In Part 1 and Part 2 we covered everything from initial device provisioning to the continuous deployment of changes to our network. We ended with a very simplistic example that barely scratched the surface of the corner cases and scaling challenges that can be encountered along the way. From a process perspective however, now that we have this shiny new toy that’s going to fully overhaul how our team operates the network, what did we accomplish here?
- Single source of truth/management – Having all device changes pushed via a centralized manner introduces a level of configuration uniformity and confidence that just isn’t present in today’s enterprise networks.
- Reproducible templates and consistency – Once a new device is deployed (or an existing one is converted to a template), gone are the days of finding that one device or one port that is not configured up to your standard. This design also heavily encourages building your configurations in a cookie cutter fashion. When deploying a new device, the amount of non-standard config you might be thinking of pushing is directly proportional to the amount of new templates you’ll have to code, which should discourage you from going in the unique snowflake direction as much as possible.
- Human error – Sure there is still a lot of room for human error in this process, but I’d argue that the level of visibility and consistency decreases the chance of fat fingering a change.
- Vendor independence – Let’s say we want to replace an access switch with a different vendor. Since we’re just reading in variables from a YAML file, the only work left would be to script the Jinja2 templates (a one time per vendor scope of work).
- Repeatable deployment process – As I already mentioned a few times in this exercise, we’re not writing a one-off script every time we need to push a change. We’re running the same exact Ansible playbook which pushes only the necessary changes to the affected devices. I can’t state enough how important this level of consistency is to the confidence of the change process (hello, ITIL).
- Speed of deployment – We might not see a huge bump when deploying 1 device, but if you’re introducing a new environment or even datacenter, it will become very visible.
- Uniform underlay/overlay management – We’re already managing our cloud overlay network configurations in this pipeline manner, so getting the underlay under the same process is a win.
- Compliance – Since we’re tackling configuration uniformity at the deployment layer, our confidence in having all of our devices compliant at any given time is high.
- Change control – If a certain weekend change goes south and you need to quickly identify precisely what changed, wouldn’t having a specific git pull request to reference in that change ticket be a life savior?
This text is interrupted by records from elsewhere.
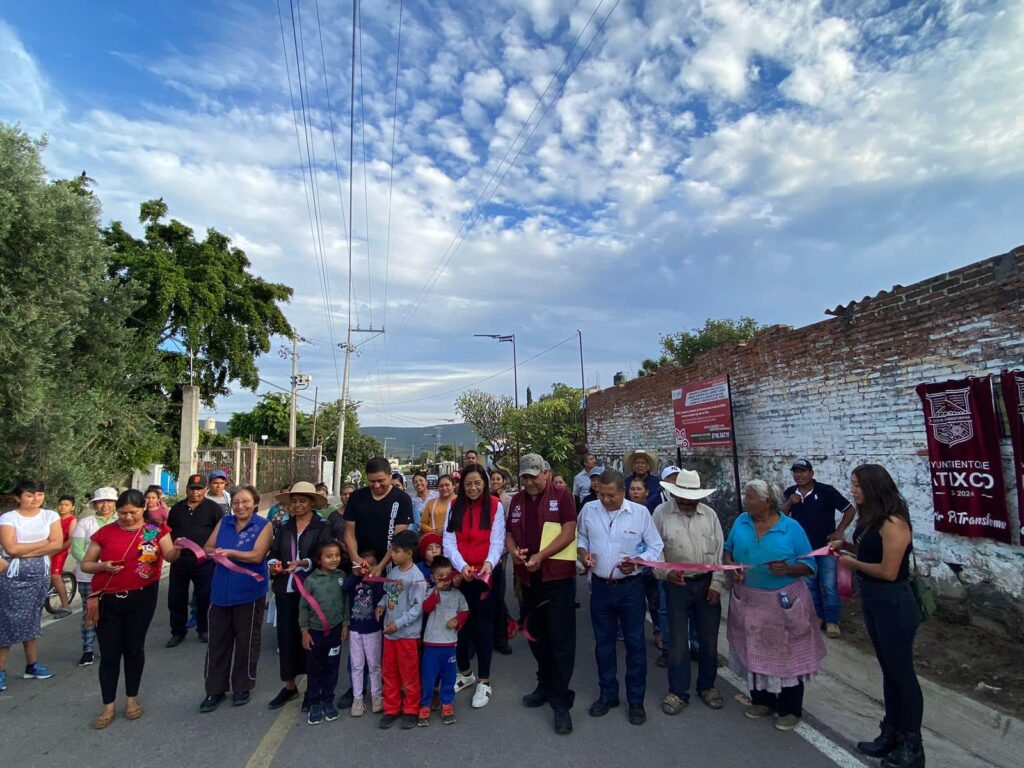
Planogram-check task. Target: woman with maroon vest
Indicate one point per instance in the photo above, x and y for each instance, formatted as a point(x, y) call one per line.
point(474, 542)
point(549, 602)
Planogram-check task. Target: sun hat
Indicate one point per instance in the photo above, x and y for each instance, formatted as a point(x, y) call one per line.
point(304, 488)
point(651, 460)
point(687, 485)
point(105, 494)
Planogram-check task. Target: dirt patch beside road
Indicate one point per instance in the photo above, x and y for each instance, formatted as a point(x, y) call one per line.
point(969, 659)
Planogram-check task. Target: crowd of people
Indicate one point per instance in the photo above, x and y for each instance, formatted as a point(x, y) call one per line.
point(415, 585)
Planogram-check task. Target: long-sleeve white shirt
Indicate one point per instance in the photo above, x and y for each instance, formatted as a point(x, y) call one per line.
point(692, 538)
point(611, 537)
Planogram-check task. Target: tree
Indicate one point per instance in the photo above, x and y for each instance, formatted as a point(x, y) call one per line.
point(200, 294)
point(80, 387)
point(685, 346)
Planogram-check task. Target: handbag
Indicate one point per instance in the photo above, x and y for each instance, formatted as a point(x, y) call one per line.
point(923, 594)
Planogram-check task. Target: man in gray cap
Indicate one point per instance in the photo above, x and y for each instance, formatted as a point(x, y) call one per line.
point(541, 539)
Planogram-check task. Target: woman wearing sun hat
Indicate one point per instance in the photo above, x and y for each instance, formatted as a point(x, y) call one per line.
point(295, 543)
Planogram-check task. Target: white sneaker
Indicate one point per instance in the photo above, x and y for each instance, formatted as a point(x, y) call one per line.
point(481, 695)
point(464, 681)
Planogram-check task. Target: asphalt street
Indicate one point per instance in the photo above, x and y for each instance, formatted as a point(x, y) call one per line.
point(46, 723)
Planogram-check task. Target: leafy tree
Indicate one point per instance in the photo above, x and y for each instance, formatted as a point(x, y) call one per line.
point(201, 294)
point(684, 347)
point(80, 383)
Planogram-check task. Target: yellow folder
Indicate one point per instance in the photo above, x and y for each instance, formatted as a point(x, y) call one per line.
point(549, 534)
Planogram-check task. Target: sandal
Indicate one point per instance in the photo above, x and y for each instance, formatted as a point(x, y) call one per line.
point(104, 719)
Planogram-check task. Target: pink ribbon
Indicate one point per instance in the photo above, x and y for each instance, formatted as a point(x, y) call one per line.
point(217, 558)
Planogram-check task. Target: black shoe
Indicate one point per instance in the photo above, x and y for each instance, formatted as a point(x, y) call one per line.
point(538, 697)
point(883, 744)
point(345, 699)
point(563, 722)
point(909, 754)
point(600, 708)
point(211, 702)
point(284, 696)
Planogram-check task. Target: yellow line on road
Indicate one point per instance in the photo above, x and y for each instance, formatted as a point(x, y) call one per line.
point(268, 745)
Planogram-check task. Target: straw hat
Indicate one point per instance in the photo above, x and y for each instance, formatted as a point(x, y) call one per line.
point(304, 488)
point(687, 485)
point(651, 460)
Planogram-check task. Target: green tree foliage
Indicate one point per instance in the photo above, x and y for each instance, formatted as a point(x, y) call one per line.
point(684, 347)
point(200, 293)
point(79, 385)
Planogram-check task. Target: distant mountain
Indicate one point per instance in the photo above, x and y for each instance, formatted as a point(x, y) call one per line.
point(402, 440)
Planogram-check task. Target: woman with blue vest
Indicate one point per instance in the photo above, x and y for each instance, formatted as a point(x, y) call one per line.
point(237, 600)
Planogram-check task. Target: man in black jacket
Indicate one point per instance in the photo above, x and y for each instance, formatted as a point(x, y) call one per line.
point(193, 518)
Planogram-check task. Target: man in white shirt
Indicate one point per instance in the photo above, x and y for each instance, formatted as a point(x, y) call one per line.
point(610, 532)
point(692, 534)
point(581, 483)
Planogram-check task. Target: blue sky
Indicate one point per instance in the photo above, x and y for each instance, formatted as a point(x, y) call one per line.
point(719, 159)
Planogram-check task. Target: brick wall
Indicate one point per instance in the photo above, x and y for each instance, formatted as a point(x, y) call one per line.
point(842, 392)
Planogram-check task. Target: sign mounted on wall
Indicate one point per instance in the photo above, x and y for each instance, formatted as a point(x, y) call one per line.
point(702, 414)
point(964, 458)
point(1013, 396)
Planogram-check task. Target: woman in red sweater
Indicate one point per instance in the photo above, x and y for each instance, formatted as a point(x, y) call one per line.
point(474, 542)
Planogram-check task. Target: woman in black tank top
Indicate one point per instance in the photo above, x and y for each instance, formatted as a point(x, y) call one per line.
point(881, 556)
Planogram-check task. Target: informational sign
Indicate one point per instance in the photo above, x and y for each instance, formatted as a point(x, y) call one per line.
point(1013, 395)
point(964, 458)
point(702, 414)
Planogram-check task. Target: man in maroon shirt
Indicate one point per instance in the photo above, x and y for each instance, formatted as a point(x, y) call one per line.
point(549, 610)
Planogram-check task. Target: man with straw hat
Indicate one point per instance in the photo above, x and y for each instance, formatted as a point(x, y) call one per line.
point(692, 534)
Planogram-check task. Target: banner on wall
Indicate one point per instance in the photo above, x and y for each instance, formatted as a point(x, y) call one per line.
point(702, 414)
point(1013, 396)
point(964, 458)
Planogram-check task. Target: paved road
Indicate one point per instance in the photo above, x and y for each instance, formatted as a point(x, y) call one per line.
point(46, 723)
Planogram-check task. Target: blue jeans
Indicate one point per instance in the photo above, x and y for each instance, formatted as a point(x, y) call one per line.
point(613, 605)
point(824, 589)
point(681, 599)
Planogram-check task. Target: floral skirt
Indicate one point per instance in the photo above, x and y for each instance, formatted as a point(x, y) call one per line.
point(22, 601)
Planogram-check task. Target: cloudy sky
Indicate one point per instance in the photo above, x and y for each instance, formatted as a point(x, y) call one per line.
point(624, 168)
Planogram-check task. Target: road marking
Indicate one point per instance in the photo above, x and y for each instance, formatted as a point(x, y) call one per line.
point(809, 733)
point(274, 737)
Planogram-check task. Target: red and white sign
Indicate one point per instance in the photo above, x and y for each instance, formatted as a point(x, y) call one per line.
point(1013, 395)
point(964, 459)
point(702, 414)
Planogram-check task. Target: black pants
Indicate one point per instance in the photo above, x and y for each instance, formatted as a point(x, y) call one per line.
point(292, 656)
point(187, 571)
point(892, 617)
point(550, 616)
point(124, 623)
point(790, 701)
point(478, 633)
point(235, 644)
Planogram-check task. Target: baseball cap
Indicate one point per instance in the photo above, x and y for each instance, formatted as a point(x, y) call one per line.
point(531, 464)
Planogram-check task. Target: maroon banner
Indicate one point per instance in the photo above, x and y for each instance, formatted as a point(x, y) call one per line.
point(1013, 396)
point(964, 458)
point(702, 414)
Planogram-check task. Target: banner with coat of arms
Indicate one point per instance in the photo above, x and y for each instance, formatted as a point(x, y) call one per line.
point(964, 458)
point(1013, 395)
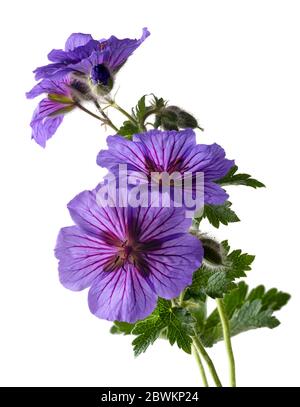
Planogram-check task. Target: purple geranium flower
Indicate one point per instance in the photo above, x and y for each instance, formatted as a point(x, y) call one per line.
point(127, 256)
point(171, 152)
point(51, 110)
point(94, 60)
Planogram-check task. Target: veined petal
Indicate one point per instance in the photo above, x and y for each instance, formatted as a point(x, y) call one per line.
point(43, 130)
point(50, 86)
point(214, 194)
point(122, 295)
point(120, 50)
point(150, 223)
point(81, 257)
point(97, 220)
point(76, 40)
point(122, 151)
point(171, 266)
point(209, 159)
point(167, 149)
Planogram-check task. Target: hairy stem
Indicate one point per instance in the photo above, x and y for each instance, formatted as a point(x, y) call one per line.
point(200, 348)
point(200, 365)
point(84, 109)
point(123, 111)
point(106, 118)
point(226, 336)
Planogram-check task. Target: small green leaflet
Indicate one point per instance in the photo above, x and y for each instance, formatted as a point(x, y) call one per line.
point(217, 281)
point(174, 323)
point(142, 110)
point(245, 312)
point(124, 328)
point(128, 129)
point(232, 178)
point(217, 214)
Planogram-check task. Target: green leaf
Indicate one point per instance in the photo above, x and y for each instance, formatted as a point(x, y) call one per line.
point(217, 214)
point(124, 328)
point(218, 280)
point(128, 129)
point(232, 178)
point(144, 110)
point(245, 312)
point(175, 323)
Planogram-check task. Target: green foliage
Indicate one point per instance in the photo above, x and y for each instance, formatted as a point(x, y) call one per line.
point(143, 110)
point(245, 312)
point(216, 281)
point(128, 129)
point(217, 214)
point(232, 178)
point(124, 328)
point(177, 324)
In terms of peer review, whether or not that is part of your change control process today, it’s comforting to know that someone literally can’t go around your approval process.
Challenges & Concerns:
- Testing and staging – To fully embrace CI/CD principles, the ability to deploy fast and often is predicated on the fact that a particular change was fully tested and vetted by the time it hits your production pipeline. Unfortunately the network stack is still very behind in this matter. One way to move in the right direction, is to stage your changes in a virtual equivalent of your environment (or parts of that environment). Another approach which isn’t exclusive of the former one, is to encourage a scripted checkout and unit testing for every change.
- Failure at scale – This is a predictable concern of automation as a whole. Instead of copying and pasting what I wrote above under the Human Error section, I’ll say that you constantly need to be cognizant of this particular issue when reviewing changes. Trying to get ahead of “can this particular change do some serious damage at scale”, will go a long way (easier said than done).
- Declarative state functionality – Many Ansible network modules do not currently give you the ability to declare a device config end state and automatically add and remove the needed statements to get to that state. They allow you to do it in the forward direction to add the necessary commands, but lack the intelligence to go in the reverse direction and remove the statements which shouldn’t be there. This poses a problem with some of the logic we introduced in our process and bears more research into other tools that take a “config replace” approach (ie, NAPALM).
- Inventory file size – Since we’re relying on Ansible’s idempotent capability to poll every device config and decide if that config needs to be changed with every successful git pull, these playbook runs can take a very long time. I found that separating out the main playbooks on a per environment basis helps decrease these run times. Additionally, if from a risk perspective you would rather not even touch certain devices (at least while you gain confidence in the process), this type of segregation helps.
- Bugs at scale / Open source support model – In my experience, when you deploy a tool like Ansible at scale in a medium/large network, bugs are unavoidable. Having a vendor to call for support and having to solve the problem via open source, are two very different support models. There is a certain helplessness factor with the open source approach, however I can easily argue that a level of that uncertainty is present with traditional vendor support as well. The question is how will/should your team deal with that? Are you interested in having your team contribute fixes to the open source project themselves, from a business perspective?
- Staffing implications – It’s no secret that this type of process change will fully overhaul the dynamic of your team. Can you rely on training alone to beef up your team’s knowledge? Going forward, hiring qualified network engineers that have a sprinkle of system/development knowledge is going to become harder and more expensive, so how does that fit into your plans?